Combination Therapy of Atezolizumab, Bevacizumab, Carboplatin, and Paclitaxel for Metastatic Non-squamous Non-small Cell Lung Cancer With Epidermal Growth Factor Receptor (EGFR)-Tyrosine Kinase Inhibitor Resistance and EGFR Mutations

Hironori Kobayashi; Ayumu Otsuki; Sadakatsu Ikeda; Kei Nakashima; Yu Oyama

doi:10.7759/cureus.67307

Combination Therapy of Atezolizumab, Bevacizumab, Carboplatin, and Paclitaxel for Metastatic Non-squamous Non-small Cell Lung Cancer With Epidermal Growth Factor Receptor (EGFR)-Tyrosine Kinase Inhibitor Resistance and EGFR Mutations

Cureus. 2024 Aug 20;16(8):e67307. doi: 10.7759/cureus.67307. eCollection 2024 Aug.

Authors

Hironori Kobayashi¹, Ayumu Otsuki², Sadakatsu Ikeda¹, Kei Nakashima², Yu Oyama¹

Affiliations

¹ Medical Oncology, Kameda Medical Center, Kamogawa, JPN.
² Pulmonology, Kameda Medical Center, Kamogawa, JPN.

Abstract

Introduction: Atezolizumab, bevacizumab, carboplatin, and paclitaxel (ABCP) combination therapy has a potential efficacy in a specific subset of non-squamous non-small cell lung cancer (NSCLC) patients with epidermal growth factor receptor (EGFR) mutations following tyrosine kinase inhibitor (TKI) treatment. However, there is a dearth of investigations on the effectiveness of ABCP therapy as the primary outcome of EGFR-TKI use.

Methods: A single-center retrospective analysis was performed on 24 cases of stage IV EGFR-positive non-squamous NSCLC patients who received one or more lines of EGFR-TKI therapy and subsequently initiated ABCP therapy within the timeframe of April 1, 2019, to April 30, 2023. This study assessed overall survival and progression-free survival associated with ABCP therapy, further analyzing the overall survival data based on EGFR subgroups.

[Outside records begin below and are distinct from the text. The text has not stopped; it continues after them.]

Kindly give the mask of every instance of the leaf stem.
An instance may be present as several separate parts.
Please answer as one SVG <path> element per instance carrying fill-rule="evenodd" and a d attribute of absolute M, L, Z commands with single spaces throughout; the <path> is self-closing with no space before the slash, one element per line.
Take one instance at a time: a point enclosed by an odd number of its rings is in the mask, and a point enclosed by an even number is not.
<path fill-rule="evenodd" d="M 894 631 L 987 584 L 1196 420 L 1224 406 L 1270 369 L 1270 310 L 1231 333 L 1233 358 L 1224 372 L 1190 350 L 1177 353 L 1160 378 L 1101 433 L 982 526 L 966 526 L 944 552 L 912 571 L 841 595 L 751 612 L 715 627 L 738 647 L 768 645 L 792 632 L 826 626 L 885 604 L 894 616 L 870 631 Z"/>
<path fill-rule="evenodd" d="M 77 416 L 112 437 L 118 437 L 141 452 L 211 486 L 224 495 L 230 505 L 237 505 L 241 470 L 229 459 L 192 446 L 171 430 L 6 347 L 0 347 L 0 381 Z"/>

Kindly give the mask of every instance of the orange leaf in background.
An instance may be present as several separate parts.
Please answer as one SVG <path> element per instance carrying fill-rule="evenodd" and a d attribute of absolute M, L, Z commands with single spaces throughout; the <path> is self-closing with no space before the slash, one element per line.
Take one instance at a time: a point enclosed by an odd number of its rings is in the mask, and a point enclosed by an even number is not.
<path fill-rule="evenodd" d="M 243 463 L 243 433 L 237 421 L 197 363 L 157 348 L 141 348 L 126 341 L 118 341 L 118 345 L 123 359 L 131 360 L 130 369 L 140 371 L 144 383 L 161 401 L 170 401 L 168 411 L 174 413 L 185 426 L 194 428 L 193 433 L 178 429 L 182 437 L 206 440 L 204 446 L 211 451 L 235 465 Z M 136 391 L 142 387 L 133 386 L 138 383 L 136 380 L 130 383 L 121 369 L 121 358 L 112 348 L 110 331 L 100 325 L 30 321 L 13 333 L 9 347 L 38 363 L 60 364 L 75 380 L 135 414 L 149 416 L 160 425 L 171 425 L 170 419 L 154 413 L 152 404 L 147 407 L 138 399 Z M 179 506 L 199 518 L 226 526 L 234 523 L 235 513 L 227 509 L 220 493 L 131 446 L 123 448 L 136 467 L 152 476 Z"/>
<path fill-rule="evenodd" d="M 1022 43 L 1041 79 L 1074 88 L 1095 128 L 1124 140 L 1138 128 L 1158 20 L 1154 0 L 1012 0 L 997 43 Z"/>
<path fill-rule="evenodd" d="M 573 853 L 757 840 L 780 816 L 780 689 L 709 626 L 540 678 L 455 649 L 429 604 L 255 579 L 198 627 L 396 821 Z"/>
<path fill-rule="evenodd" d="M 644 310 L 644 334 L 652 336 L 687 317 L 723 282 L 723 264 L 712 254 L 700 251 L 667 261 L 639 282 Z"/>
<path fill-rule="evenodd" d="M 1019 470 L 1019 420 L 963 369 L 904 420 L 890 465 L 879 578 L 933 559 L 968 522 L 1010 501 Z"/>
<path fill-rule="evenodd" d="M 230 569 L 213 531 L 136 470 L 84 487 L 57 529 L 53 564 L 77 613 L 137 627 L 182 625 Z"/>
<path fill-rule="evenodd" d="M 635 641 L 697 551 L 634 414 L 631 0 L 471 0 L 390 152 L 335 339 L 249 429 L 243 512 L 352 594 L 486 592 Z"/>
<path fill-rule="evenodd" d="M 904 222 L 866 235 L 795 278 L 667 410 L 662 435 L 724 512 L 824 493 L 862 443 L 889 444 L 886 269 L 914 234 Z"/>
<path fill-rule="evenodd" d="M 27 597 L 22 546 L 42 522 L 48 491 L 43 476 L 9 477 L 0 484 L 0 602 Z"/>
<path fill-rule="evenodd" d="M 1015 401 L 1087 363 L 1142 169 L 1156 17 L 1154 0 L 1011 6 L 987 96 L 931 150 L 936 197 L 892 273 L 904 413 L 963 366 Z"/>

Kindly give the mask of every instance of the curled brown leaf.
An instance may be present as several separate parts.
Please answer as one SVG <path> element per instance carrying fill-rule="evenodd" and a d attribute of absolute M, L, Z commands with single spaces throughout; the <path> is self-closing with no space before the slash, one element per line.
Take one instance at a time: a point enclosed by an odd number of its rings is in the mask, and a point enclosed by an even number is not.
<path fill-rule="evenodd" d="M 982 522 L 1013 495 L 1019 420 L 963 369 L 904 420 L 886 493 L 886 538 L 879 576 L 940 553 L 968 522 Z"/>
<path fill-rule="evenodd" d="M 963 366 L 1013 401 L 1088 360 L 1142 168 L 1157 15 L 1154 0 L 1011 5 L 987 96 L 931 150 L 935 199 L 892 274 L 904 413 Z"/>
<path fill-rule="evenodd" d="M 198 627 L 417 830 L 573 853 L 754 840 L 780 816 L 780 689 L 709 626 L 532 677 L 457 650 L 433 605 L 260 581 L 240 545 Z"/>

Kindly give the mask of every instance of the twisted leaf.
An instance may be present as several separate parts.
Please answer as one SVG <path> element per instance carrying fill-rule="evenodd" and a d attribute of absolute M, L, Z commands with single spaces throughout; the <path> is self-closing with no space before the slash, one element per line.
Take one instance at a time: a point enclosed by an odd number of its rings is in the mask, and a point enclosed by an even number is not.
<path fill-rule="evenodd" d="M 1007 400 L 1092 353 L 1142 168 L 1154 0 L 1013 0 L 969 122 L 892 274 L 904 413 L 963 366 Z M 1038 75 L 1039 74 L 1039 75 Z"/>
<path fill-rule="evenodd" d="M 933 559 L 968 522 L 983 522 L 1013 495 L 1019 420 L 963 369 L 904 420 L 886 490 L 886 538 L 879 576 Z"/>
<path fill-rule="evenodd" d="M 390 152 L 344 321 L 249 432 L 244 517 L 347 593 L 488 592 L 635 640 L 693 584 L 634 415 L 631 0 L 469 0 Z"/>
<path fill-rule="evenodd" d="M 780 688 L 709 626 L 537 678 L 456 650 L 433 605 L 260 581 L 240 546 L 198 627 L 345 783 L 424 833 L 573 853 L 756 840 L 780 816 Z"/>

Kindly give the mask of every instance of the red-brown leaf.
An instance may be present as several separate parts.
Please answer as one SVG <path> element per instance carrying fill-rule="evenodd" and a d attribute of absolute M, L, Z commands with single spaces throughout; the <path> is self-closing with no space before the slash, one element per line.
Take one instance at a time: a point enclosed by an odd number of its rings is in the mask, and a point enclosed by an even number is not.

Results: The mean age of the cohort was 65 ± 9 years with 14 females (58%). The performance status (PS) was recorded as 0 in 13 out of 24 patients (54%) and 1 in 11 out of 24 patients (46%). Thirteen (54%) patients had a history of smoking. Adenocarcinoma histology was prevalent in all cases. The EGFR mutations included Ex19del in 14 patients (58%) and L858R in 10 (42%) patients. At ABCP therapy initiation, liver metastases were evident in three cases (13%) and brain metastases in eight (33%). Programmed death ligand 1 (22C3) expression levels varied, with <1%, 1-49%, and ≥50% observed in five, 11, and five cases, respectively, while data were missing for three cases. The median follow-up duration was 14.1 months, with median overall survival estimated at 23.6 months (95% CI: 14.5 months - not reached) and median progression-free survival at 5.6 months (95% CI: 4.9-11.5 months). The EGFR L858R mutation showed a favorable trend in overall survival compared with the EGFR Ex19del mutation (not evaluated vs. 23.6 months).

Conclusions: ABCP therapy for EGFR-positive non-squamous NSCLC is a promising option, similar to immune checkpoint inhibitor-free platinum-based combination therapy. Therefore, prospective trials are necessary to confirm the efficacy of these treatments.

Keywords: abcp; driver mutations; egfr; epidermal growth factor receptor; immunotherapy; lung cancer; non-small cell lung cancer; nsclc.